PMO (Project Management Office) : le guide complet pour comprendre et mettre en place ce rôle clé
PMO (Project Management Office) : le guide complet pour comprendre et mettre en place ce rôle clé

Le 11 avril 202610 min de lectureBertran Ruiz

Pendant vingt ans, la gestion de la demande a reposé sur un rituel : le scoring. Tu crées une grille. Alignement stratégique, ROI estimé, risque, urgence, sponsor identifié. Chaque projet passe dans la moulinette. Un score sort. Et en théorie, tu tries par score décroissant, tu traces la ligne au niveau de ta capacité, et tu as ton portefeuille.
En THÉORIE.
Le problème n'est pas la grille. Le problème, c'est que quand un sponsor prend le temps de remplir correctement sa demande, le score est toujours bon. Alignement stratégique ? Évidemment, sinon il ne le demanderait pas. ROI ? Il a fait ses calculs, c'est positif. Urgence ? Bien sûr, sinon il attendrait.

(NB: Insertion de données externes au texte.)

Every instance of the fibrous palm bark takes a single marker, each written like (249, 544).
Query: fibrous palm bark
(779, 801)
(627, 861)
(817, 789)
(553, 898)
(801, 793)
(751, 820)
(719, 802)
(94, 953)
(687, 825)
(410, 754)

Résultat : tu te retrouves avec 40 projets entre 7 et 9 sur 10. Un delta de 1.1 entre le quinzième et le trentième. Et tu dois en faire 15. Le scoring ne te dit rien. Il ne te dit pas lequel faire en premier, lequel décaler, lequel découper, lequel abandonner. Il te confirme juste ce que tu savais déjà : ce sont tous de bons projets.
Là où le scoring fonctionne vraiment, c'est sur la disqualification. Les projets à 2 ou 3, ceux où le sponsor n'a même pas pris la peine de remplir le brief, où il n'y a pas d'objectif chiffré, pas de périmètre clair. Ceux-là, le scoring les élimine. Très bien. Mais ça ne représente jamais plus de 10 ou 15% du backlog. Sur les 85% restants, tu es toujours coincé.
Il y a un cas où le scoring peut aussi fonctionner pour qualifier : quand il est adossé à un vrai tracking des gains. Au moment du cadrage, tu ne te contentes pas de cocher "ROI élevé" dans une grille — tu définis des natures de gains précises (financier, NPS, réduction de charge, conformité), avec une valeur cible, une date de mesure, et un responsable qui ira vérifier. Et à trois mois, six mois après la livraison, on revient mesurer si ce qui a été promis est au rendez-vous. C'est ce qu'on voit se mettre en place chez plusieurs de nos clients.
Ça change tout. Parce que quand un sponsor sait qu'on viendra traquer les gains qu'il a annoncés, il ne surscote plus son projet par réflexe. Le score devient engageant — pas décoratif. Et surtout, ça crée une boucle d'apprentissage : tu compares ce qui a été promis avec ce qui a été réellement livré, et ça affine ta capacité à évaluer les projets futurs.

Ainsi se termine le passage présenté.